Изменить размер шрифта - +
Хирург отрезал остальное.

В довершение несчастья, на этот выстрел, не побеспокоивший спящих, прибежал один сержант. Он не спал никогда. Утром вся братва — солдаты, сержанты и капралы, даже санитары, прибежавшие зазря, ибо раненый был на ногах, в один голос умоляли сержанта забыть об этой истории. Тот ничего не хотел слушать и со своим привычным аверонским акцентом, со слезами ярости упрямо твердил: «Молчите! Черт вас побери, молчите! Как я могу спустить такой поступок? А если всем захочется подражать этому маленькому негодяю, кто станет сражаться? Кто будет защищать родину?»

На сей раз трибунал состоялся на уровне армии. Его защищали как могли. Говорили, что ему еще повезло: отменили действие военно-полевых судов, иначе бы его тотчас расстреляли. Для него и еще троих однолеток был выделен защитник, адвокат из Лаваллуа, капитан артиллерии, хороший человек, потерявший сына в Эпарже, громогласно утверждавший, что с него хватит. Но если в отношении троих его защитительной речи вняли, то четвертого, как рецидивиста, решили для примера расстрелять, дабы в дивизии не нашлось последователей из числа молодых рекрутов. Никто из судей не подписал прошения о помиловании.

Бурно развивающиеся душевные страдания быстро сводят людей в могилу или в отрешенность от земного. После удара, нанесенного ему приговором, загнанный вместе с еще четырнадцатью такими же горемыками, как и он, в товарняк, двигавшийся неизвестно куда, Василек почувствовал, как в нем что-то надломилось, будто лопнул какой-то чудовищный нарыв. Не считая редких взрывов отчаяния, теперь он уже не сознавал, что его жизнь идет к концу, что вокруг война, что у него нет руки, не замечал молчания грязных людей, стоявших вдоль траншей, когда они проходили мимо, взглядов этих людей, избегавших его собственного взгляда, который был покорным, доверчивым, невыносимым, и лишь улыбка безумного ребенка блуждала на его губах.
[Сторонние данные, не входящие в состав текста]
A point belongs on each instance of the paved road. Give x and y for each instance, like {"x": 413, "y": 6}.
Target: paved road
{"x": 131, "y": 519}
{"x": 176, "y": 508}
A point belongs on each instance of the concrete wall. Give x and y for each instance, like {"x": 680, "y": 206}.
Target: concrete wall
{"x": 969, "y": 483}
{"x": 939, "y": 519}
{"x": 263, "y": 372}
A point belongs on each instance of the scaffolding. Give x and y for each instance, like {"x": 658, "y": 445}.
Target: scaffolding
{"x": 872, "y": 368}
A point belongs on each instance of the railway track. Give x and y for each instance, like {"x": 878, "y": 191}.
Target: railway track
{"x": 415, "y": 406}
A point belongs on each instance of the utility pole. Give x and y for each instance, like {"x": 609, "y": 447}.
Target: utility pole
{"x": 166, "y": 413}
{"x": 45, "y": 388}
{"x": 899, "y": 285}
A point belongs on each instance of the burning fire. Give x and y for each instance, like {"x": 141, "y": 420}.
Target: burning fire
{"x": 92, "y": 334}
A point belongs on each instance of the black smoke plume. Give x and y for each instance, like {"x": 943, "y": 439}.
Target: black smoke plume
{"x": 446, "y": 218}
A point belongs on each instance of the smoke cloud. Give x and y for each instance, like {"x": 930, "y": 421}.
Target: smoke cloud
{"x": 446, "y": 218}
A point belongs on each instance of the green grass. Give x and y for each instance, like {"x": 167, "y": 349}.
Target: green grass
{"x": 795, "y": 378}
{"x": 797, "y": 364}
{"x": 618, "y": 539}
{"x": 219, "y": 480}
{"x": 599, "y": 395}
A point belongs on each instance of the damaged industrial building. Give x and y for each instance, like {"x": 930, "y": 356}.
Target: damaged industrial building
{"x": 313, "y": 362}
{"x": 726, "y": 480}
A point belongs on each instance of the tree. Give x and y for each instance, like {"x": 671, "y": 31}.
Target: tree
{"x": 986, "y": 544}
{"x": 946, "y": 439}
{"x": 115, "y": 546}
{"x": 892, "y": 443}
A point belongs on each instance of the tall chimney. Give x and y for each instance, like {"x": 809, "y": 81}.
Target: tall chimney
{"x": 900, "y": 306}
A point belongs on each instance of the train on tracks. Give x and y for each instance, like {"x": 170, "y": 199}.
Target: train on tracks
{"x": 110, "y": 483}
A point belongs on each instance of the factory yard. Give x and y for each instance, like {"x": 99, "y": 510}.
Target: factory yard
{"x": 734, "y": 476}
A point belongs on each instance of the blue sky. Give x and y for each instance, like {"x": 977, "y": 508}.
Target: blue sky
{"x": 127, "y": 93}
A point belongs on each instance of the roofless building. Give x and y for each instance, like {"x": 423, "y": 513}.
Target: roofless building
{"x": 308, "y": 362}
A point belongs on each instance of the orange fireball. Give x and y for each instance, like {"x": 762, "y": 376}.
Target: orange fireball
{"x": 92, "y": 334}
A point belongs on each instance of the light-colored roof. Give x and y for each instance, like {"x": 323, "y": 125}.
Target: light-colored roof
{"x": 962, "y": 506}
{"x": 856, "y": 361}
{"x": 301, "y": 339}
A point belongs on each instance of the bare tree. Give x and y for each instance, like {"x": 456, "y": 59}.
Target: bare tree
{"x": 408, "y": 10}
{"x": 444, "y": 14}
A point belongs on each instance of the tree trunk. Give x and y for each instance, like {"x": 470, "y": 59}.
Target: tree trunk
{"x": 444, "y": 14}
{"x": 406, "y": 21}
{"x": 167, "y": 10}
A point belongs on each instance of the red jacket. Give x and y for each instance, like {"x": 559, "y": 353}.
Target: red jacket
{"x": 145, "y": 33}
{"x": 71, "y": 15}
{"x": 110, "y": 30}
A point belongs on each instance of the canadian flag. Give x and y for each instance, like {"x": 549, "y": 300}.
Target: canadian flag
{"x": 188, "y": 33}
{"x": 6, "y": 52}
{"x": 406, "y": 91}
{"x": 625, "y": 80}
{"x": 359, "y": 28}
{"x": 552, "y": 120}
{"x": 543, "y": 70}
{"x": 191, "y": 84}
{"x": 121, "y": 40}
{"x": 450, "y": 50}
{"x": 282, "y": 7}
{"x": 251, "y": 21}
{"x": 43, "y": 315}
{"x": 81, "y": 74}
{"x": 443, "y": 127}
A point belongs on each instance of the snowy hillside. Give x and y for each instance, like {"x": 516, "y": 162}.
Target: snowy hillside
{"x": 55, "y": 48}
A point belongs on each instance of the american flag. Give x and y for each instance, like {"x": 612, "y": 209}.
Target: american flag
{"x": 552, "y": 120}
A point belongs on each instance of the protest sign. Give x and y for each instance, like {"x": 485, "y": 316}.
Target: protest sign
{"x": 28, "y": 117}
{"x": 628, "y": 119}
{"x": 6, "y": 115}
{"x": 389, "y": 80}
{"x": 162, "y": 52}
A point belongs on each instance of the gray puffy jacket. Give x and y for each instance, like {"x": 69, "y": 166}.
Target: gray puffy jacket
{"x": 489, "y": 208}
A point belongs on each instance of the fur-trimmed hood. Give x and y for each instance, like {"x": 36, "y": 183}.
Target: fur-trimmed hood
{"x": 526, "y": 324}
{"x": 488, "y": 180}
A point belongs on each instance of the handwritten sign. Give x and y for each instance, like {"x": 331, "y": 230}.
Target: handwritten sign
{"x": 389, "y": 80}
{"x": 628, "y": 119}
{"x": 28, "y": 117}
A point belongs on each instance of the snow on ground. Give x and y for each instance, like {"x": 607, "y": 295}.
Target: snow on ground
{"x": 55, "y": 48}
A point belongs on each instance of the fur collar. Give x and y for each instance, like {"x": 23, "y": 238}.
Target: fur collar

Он шел последним в шеренге солдат, которых хотели проучить, шел какой-то странной походкой, чему-то улыбаясь. На грязном, почти безбородом лице выделялись голубые глаза, а волосы у него были темные. Будучи моложе других, он реже спотыкался и испытывал какое-то животное удовольствие, погружая ноги в жижу и ощущая на лице прохладу. Ему слышались смех и голоса своей прошлой жизни. Вот он выходит из школы, идет домой через дюны, между озером и океаном, вокруг какая-то странная снежная зима, и он знает, что пес Кики прибежит к нему навстречу. Идет, освещаемый лучами заката, голодный, ему так хочется пожевать медовый пряник и выпить большую чашку какао.

Кто-то там просит не оборвать провод.

Матильда не узнает никогда, слышал ли Манеш ее голос в шуме голосов своего детства, в грохоте прибоя, когда она в свои двенадцать, а потом пятнадцатилетняя плавала, прижимаясь к нему. Ей было шестнадцать, когда они впервые занимались любовью в один апрельский полдень и поклялись пожениться, как только он вернется с войны. Ей было семнадцать, когда она узнала, что он погиб, потерян навсегда. Она долго плакала, ведь отчаяние — это удел женщин, но не дольше положенного, ибо им в равной мере присуще и упрямство.

Ей оставался лишь наспех соединенный в местах обрыва провод, извивавшийся вдоль всех этих зим, вдоль всех ходов сообщения, вверх, вниз, вдоль линии фронта и заканчивавшийся в темном закутке некоего капитана, донеся до него преступные приказы. Матильда ухватилась за этот провод. Она держит его по-прежнему. Он ведет ее по лабиринту, из которого Манеш так и не сумел выбраться. Если он оборвется, она его свяжет. Она не потеряет надежды. Чем больше времени проходит, тем крепче ее уверенность и упорство.

К тому же Матильда — счастливая натура. Она говорит себе, что если эта нить не приведет ее к возлюбленному, тем хуже, но это неважно, она всегда успеет на ней повеситься.

 

 

Как и до войны, Матильда живет большую часть года на летней вилле родителей в Кап-Бретоне. За ней ухаживают сорокалетние супруги Сильвен и Бенедикта, знавшие ее еще ребенком и говорящие ей «вы», только когда она обращает на это их внимание.